Bir ilişki artık sizi mutlu etmiyorsa, gitmesine ve bitmesine izin vermek en iyisidir. Rufus Humphrey ve Lily van der Woodsen örneğinde gördüğümüz gibi. Ortak bir geçmişleri, yaşanmışlıkları, sevgileri vardı. Ancak farklı şeyler istemeye başladıklarını fark ettikten sonra ilişkilerini sonlandırmayı göze alabildiler. Emek verdikten sonra bir ilişkiyi sonlandırmak zor olsa da, önünüzdeki potansiyel mutlulukları yaşamak en doğrusudur.

Gossip Girl’deki Aşklar

Gerçek dostluk her şeyin üstesinden gelebilir.
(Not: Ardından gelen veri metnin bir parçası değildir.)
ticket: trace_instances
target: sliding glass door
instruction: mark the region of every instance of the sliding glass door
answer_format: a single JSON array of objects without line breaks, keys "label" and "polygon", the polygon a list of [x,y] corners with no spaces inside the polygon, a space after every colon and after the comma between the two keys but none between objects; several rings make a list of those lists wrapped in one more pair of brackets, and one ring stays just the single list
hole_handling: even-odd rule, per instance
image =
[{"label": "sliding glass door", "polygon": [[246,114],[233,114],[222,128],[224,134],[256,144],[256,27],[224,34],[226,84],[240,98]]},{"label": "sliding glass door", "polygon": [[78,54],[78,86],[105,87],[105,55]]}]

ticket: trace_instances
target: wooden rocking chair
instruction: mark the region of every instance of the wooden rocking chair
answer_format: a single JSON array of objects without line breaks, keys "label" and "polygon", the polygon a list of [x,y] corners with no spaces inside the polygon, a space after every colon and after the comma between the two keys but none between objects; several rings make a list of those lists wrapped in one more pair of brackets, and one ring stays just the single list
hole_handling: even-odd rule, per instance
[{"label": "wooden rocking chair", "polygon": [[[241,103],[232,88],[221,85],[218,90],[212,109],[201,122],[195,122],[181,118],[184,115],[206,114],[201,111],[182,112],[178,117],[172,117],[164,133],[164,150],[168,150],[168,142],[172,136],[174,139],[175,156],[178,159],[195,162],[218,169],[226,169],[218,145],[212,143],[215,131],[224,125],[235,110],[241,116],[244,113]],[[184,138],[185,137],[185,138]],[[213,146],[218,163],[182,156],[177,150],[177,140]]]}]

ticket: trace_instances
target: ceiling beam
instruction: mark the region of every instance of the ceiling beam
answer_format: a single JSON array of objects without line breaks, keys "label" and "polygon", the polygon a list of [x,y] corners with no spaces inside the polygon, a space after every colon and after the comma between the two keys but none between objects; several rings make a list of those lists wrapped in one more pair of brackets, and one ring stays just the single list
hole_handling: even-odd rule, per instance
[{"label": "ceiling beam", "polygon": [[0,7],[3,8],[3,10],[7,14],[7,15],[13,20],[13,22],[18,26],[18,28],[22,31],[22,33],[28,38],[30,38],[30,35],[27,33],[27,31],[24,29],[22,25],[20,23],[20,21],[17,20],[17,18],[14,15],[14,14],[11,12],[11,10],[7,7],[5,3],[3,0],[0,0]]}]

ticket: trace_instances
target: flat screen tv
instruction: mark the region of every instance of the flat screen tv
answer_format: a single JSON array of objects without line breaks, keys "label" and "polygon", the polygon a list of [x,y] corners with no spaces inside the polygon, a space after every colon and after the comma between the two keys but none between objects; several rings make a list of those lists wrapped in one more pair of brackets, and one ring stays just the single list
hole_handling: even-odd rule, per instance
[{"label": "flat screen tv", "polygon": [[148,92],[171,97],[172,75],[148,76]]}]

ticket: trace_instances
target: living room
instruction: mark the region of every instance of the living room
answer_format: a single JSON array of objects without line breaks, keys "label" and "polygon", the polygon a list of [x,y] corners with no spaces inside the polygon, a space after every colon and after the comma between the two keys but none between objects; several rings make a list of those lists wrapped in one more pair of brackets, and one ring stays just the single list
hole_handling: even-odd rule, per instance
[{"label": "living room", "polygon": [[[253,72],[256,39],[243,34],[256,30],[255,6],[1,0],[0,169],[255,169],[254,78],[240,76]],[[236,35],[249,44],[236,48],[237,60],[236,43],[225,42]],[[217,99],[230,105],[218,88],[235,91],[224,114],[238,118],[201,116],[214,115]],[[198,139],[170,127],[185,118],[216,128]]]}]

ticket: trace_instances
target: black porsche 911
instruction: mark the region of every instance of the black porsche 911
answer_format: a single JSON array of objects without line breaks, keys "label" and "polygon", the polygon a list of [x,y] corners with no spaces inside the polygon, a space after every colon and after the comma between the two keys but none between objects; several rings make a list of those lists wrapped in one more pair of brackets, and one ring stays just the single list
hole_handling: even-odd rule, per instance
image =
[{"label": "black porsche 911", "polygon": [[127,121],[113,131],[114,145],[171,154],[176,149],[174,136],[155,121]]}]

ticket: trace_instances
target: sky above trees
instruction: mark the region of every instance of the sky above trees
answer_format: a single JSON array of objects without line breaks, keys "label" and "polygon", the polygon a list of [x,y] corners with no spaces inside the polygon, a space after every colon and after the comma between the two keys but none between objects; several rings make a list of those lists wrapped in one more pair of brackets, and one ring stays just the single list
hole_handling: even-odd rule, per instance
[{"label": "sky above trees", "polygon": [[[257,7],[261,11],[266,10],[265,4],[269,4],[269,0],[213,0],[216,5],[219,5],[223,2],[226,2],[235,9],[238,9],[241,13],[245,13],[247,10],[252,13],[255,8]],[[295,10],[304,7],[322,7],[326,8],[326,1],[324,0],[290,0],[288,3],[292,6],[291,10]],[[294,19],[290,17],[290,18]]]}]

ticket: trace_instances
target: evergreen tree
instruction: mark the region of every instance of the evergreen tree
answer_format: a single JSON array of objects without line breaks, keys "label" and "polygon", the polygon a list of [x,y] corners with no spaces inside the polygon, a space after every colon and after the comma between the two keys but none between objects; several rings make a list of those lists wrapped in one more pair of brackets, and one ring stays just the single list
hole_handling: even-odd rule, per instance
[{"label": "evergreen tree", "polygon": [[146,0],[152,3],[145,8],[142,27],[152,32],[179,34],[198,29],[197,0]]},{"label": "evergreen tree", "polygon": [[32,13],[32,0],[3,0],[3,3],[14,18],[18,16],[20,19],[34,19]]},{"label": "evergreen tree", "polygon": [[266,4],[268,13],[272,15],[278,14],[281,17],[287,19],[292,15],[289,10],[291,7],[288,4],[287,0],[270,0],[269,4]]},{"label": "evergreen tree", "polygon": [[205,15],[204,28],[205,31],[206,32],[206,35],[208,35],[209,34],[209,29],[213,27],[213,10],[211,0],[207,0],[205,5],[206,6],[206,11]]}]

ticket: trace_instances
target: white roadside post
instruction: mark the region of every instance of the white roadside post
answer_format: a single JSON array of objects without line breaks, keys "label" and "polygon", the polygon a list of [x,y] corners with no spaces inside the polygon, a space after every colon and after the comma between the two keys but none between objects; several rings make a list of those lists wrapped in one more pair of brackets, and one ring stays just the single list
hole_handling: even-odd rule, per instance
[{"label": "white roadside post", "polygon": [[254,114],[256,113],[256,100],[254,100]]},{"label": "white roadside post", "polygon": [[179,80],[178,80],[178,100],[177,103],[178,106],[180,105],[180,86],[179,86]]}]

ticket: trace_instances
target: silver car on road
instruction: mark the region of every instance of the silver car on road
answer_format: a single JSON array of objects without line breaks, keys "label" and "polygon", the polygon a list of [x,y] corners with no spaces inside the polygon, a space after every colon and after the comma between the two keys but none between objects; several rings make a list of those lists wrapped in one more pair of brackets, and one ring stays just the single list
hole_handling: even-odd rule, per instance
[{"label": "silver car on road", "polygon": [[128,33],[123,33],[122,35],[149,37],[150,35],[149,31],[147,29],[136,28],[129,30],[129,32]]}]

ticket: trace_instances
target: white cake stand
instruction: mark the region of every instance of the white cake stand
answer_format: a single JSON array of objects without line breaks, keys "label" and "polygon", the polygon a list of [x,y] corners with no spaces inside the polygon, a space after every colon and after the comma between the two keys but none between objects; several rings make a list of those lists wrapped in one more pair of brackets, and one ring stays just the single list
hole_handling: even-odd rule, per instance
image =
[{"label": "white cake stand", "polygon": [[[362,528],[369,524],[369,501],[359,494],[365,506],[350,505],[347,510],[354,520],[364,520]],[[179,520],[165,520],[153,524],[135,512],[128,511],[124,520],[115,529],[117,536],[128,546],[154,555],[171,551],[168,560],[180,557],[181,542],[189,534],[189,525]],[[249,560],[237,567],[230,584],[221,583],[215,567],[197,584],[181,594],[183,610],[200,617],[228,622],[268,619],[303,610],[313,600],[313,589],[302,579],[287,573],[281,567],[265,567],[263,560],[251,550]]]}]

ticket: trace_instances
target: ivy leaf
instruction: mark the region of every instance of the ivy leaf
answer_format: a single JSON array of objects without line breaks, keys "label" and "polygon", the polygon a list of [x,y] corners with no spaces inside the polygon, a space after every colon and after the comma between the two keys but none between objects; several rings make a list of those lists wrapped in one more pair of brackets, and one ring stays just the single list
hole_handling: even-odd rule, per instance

Blair ve Serena’nın dostluğu pek çok sınavdan geçti. Bazen ipler tamamen koptu, bazense araya mesafeler, erkekler, aileler, hırslar girdi. Ama her ne olursa olsun onları ayırmayan güç; gerçekten ihtiyaç duyduklarında birbirlerinin koşulsuzca yanlarında olmalarında yatıyordu. Birlikte her türlü zorluğa göğüs gerdiler. Herkese karşı gardlarını alan bu iki genç kadın, birbirlerine karşı oldukça şeffaftılar. Birbirlerinin zaaflarını biliyorlardı ve bunu göstermekten korkmuyorlardı. Çünkü bu gerçek dostluktu ve ne olursa olsun bu bağ kopamazdı.

Ve gerçek aşk da…

Tıpkı dostluk gibi, gerçek aşk da her türlü zorluğa göğüs germe gücüne sahiptir. Blair ve Serena, pek çok birliktelik yaşasalar, heyecanlar tatsalar da en nihayetinde hayatlarını Chuck ve Dan ile birleştirdiler. Yaşanan onca şey bu iki çifti ayırmaya yetmedi. Çünkü onlar herhangi bir role girmeden tüm benlikleriyle ve yaralarıyla birbirlerini sevdiler.